The report emphasized that on entering the second week of “the unparalleled magnitude of giving” for Israel’s humanitarian needs, the response of the communities continues to be “almost beyond belief”. But, it added, many contributors in the communities have not yet been reached for their gift. “They need only be talked to; their response is certain,” the CJFWF stated.
The report said that screening of all givers of $1,000 or more to the regular campaigns was underway for personal solicitations of contributors in that category who had not yet made gifts to the Emergency Fund. For contributors to the regular campaign in the range of $100 to $1,000. a series of fund-raising meetings was being scheduled. In some communities, the report said, the normal campaign structure was being reactivated. In others, individuals were being invited to attend at least one of the several meetings scheduled in almost every Jewish community.
“In a number of communities, synagogues are calling meetings of their membership for fund raising and several communities report that country clubs will close their golf courses for the coming Sunday morning and call all members to a fund raising meeting in the club house.” Solicitation by well known campaign leaders is followed for those who do not attend meetings, the report said.
Most communities plan to reach small givers through telephone solicitation. Central operations on a marathon basis are being manned by regular campaign workers in divisions organized for solicitations among small givers, the report said. Assisting in such mass telephone solicitation efforts are members of women’s divisions and volunteers provided by local organizations and local chapters of national membership groups. Even mail appeals are under consideration if all other means fail to reach any substantial number of small givers, the report indicated.
Communities are urging the immediate translation of both new and old commitments into cash. Many have organized a “messenger service” to pick up checks immediately. They have also recruited volunteers to help tabulate returns in central offices so that funds pouring in may be deposited immediately and checks drawn for transmittal of the UJA. Most communities reported expectations that the entire campaign will be completed by the end of June but none until every possible Jewish family has been reached.
LARGE CITIES REPORT HUGE GIFTS WHILE CAMPAIGN CONTINUES
The CJFWF also presented a series of reports from individual communities as the second week of the Emergency Fund campaign proceeded.
The Jewish Welfare Federation of San Francisco reported that the drive there was well over $1,000,000, after an opening meeting brought $786,000 from 26 contributors. Top gifts included $125,000, and two of $100,000, one of them added to a regular $35,000. The Federation remitted $1,180,000 in full on its 1966 commitment to UJA and an additional cash payment of $1,000,000 on current regular and special emergency gifts.

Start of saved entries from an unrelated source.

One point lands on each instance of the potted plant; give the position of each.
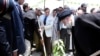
(58, 48)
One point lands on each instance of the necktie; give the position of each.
(45, 20)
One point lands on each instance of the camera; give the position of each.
(6, 6)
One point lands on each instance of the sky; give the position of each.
(74, 4)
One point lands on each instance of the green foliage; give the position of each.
(58, 48)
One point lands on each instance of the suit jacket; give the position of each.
(87, 34)
(49, 24)
(18, 29)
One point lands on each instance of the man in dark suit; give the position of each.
(18, 28)
(87, 34)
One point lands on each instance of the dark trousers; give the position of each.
(66, 39)
(29, 29)
(47, 42)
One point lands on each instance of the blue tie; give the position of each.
(45, 20)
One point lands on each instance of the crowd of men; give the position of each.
(76, 28)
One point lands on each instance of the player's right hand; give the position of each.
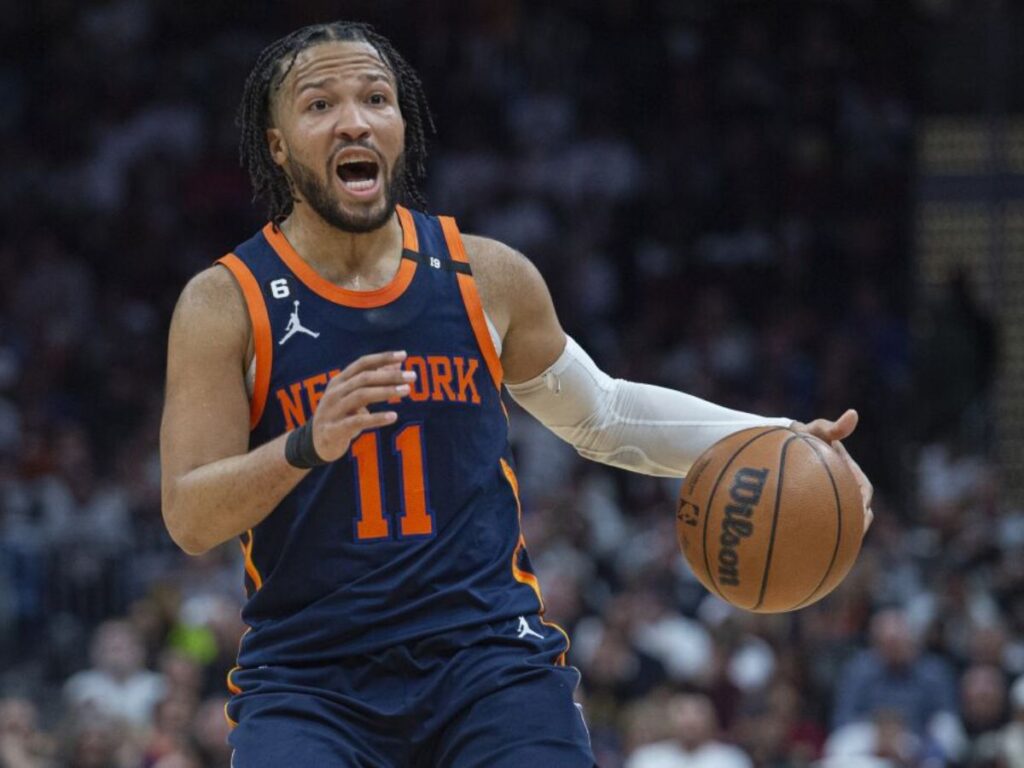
(342, 413)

The Combined Jewish Philanthropies of Boston reported contributions of more than $3,500,000 to the Emergency Fund. The CJP said gifts to the Fund were averaging twice as much as regular gifts and that the spread was growing. The CJP has already remitted $4,150,000 to the UJA. Top Boston Jewish leaders are personally contacting top prospects.

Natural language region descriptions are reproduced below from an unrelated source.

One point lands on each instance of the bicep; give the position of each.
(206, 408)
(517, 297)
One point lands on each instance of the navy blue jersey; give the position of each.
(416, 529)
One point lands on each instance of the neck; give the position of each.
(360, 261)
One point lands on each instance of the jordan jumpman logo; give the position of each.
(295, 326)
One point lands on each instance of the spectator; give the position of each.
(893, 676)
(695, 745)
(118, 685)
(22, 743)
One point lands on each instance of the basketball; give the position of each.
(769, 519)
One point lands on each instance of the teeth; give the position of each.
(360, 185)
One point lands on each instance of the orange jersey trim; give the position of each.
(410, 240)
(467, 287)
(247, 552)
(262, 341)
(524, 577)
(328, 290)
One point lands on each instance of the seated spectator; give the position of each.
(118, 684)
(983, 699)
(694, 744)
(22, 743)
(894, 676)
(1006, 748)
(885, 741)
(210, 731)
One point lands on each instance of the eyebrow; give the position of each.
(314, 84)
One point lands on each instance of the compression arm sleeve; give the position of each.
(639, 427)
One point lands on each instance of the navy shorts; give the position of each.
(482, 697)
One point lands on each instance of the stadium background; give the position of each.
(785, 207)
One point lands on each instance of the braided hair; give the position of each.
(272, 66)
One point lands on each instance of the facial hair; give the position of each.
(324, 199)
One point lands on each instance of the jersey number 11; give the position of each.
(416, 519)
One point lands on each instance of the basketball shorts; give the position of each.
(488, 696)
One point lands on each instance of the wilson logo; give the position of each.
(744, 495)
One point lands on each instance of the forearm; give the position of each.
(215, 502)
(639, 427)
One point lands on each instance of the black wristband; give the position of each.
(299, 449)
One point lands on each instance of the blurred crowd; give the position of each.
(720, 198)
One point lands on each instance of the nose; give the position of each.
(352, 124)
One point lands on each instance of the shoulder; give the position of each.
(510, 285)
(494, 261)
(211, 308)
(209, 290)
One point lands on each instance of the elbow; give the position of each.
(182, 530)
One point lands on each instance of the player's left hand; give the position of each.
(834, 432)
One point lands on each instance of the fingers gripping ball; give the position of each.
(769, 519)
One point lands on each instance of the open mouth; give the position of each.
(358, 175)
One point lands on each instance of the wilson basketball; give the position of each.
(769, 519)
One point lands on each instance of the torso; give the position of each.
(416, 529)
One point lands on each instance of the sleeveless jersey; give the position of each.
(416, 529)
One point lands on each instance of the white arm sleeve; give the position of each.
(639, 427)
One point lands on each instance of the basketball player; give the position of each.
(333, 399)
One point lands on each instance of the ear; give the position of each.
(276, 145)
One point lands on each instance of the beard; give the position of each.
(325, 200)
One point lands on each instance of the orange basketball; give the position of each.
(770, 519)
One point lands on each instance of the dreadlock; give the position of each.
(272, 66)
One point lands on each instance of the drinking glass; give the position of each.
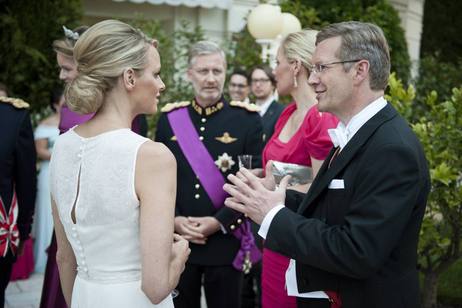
(245, 161)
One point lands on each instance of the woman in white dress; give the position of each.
(45, 136)
(113, 191)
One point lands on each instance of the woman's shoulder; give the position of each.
(155, 152)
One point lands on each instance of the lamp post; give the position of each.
(268, 26)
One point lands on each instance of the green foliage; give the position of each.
(439, 128)
(242, 51)
(318, 13)
(439, 76)
(441, 30)
(173, 49)
(27, 59)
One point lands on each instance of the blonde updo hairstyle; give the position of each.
(102, 54)
(299, 46)
(66, 44)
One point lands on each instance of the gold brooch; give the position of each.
(226, 138)
(224, 162)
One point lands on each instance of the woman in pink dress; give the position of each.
(300, 137)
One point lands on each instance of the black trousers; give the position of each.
(222, 286)
(6, 267)
(251, 288)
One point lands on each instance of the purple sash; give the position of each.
(212, 180)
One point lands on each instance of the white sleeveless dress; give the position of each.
(98, 175)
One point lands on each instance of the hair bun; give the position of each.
(85, 93)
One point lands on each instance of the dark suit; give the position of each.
(212, 124)
(361, 241)
(17, 173)
(270, 118)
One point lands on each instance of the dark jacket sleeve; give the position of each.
(25, 177)
(385, 202)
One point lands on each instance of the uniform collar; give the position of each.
(208, 110)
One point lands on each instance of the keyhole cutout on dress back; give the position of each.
(74, 220)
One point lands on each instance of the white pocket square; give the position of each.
(337, 184)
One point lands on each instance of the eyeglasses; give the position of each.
(261, 80)
(319, 68)
(237, 85)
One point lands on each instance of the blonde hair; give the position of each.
(102, 54)
(362, 40)
(66, 44)
(299, 46)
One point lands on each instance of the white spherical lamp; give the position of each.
(290, 24)
(265, 21)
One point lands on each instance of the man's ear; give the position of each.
(129, 78)
(188, 74)
(362, 70)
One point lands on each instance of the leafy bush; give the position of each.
(438, 126)
(318, 13)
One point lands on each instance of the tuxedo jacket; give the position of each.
(270, 118)
(358, 235)
(17, 164)
(244, 134)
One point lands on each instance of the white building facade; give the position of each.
(220, 18)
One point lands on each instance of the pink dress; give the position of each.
(311, 140)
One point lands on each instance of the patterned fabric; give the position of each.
(9, 233)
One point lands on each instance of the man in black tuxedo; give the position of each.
(17, 183)
(263, 83)
(353, 237)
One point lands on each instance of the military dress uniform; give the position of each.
(17, 182)
(227, 130)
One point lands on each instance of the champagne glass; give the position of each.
(245, 160)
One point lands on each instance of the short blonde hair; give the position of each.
(102, 54)
(299, 46)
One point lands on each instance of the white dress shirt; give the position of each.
(345, 133)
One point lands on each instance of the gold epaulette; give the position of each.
(247, 106)
(16, 102)
(171, 106)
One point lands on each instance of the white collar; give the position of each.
(264, 107)
(343, 133)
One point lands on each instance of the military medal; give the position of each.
(224, 162)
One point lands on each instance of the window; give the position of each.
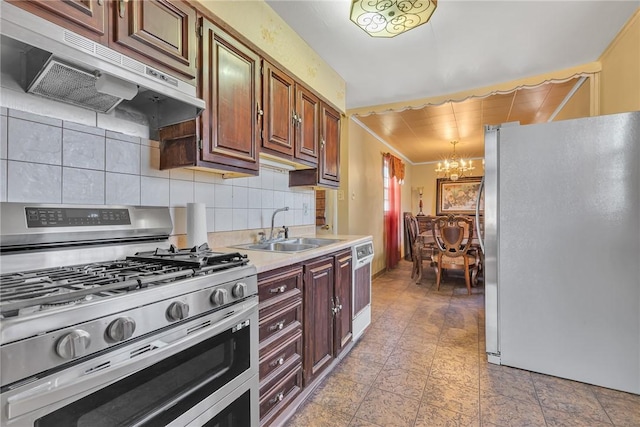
(385, 185)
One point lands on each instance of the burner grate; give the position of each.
(53, 287)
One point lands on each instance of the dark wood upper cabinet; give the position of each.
(318, 317)
(158, 30)
(307, 131)
(329, 162)
(343, 280)
(89, 18)
(230, 86)
(160, 33)
(291, 117)
(279, 121)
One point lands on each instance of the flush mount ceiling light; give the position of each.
(454, 167)
(388, 18)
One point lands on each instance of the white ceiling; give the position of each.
(465, 45)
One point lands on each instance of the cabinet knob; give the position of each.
(277, 326)
(73, 344)
(278, 290)
(278, 362)
(239, 290)
(219, 297)
(121, 329)
(277, 398)
(177, 311)
(121, 7)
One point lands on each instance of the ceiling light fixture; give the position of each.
(454, 168)
(388, 18)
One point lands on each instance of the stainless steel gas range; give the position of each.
(104, 323)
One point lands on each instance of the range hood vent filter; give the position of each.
(63, 83)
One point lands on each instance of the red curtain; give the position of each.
(392, 215)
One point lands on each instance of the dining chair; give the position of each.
(453, 236)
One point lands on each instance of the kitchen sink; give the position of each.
(297, 244)
(312, 241)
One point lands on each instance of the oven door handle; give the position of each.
(47, 393)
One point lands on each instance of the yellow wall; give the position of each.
(361, 210)
(578, 106)
(256, 21)
(620, 76)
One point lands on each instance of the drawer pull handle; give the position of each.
(277, 398)
(278, 362)
(277, 326)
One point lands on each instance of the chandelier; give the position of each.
(454, 167)
(388, 18)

The Hartford Jewish Federation reported that with receipt of four gifts of more than $100,000 each, it had reached $2,000,000 for the Emergency Fund and had transmitted $1,000,000 in cash to the UJA.
The Dallas Jewish Welfare Federation said it had reached $1,560,000 in commitments from only 300 givers and that it had sent the UJA $1,900,000 in cash, on commitments to the spring campaign and the Emergency Fund.
The Toronto United Jewish Welfare Fund reported it had already passed the $5,000,000 mark and had transmitted $4,230,000 to the UJA. One Country Club is asking every member for a minimum gift of $1,000.
The General Jewish Committee in Providence, R.L, said that it had reached the $2,100,000 mark in its updated fall campaign and expected to achieve at least three times the 1966 results of $800,000. The Committee said gifts included two of $150,000 each, three of $100,000 each and 20 in the range of $25,000 to $60,000.
The Denver Allied Jewish Community Council drive has reached $630,000 of which $430,000 is from a group of top leaders and $200,000 from a rally attended by 2,000 people.
The New Orleans Jewish Welfare Federation reported that $640,000 was already committed, well over the total of the regular spring campaign and that $325,000 was transmitted in cash. The Indianapolis Jewish Welfare Federation reported $433,000; the Louisville Conference of Jewish Organizations reported $500,000; the Kansas City Jewish Federation and Council reported $500,000; the Albany Jewish Community Council reported $450,000; the Atlantic City Federation of Jewish Agencies reported $167,000; the Omaha Jewish Federation reported $250,000; the Gary Northwest Indiana Jewish Welfare Federation reported $183,000; the Madison, Wise., Jewish Welfare Council reported $111,000; the Rockford, 111., Jewish Community Council reported $125,000.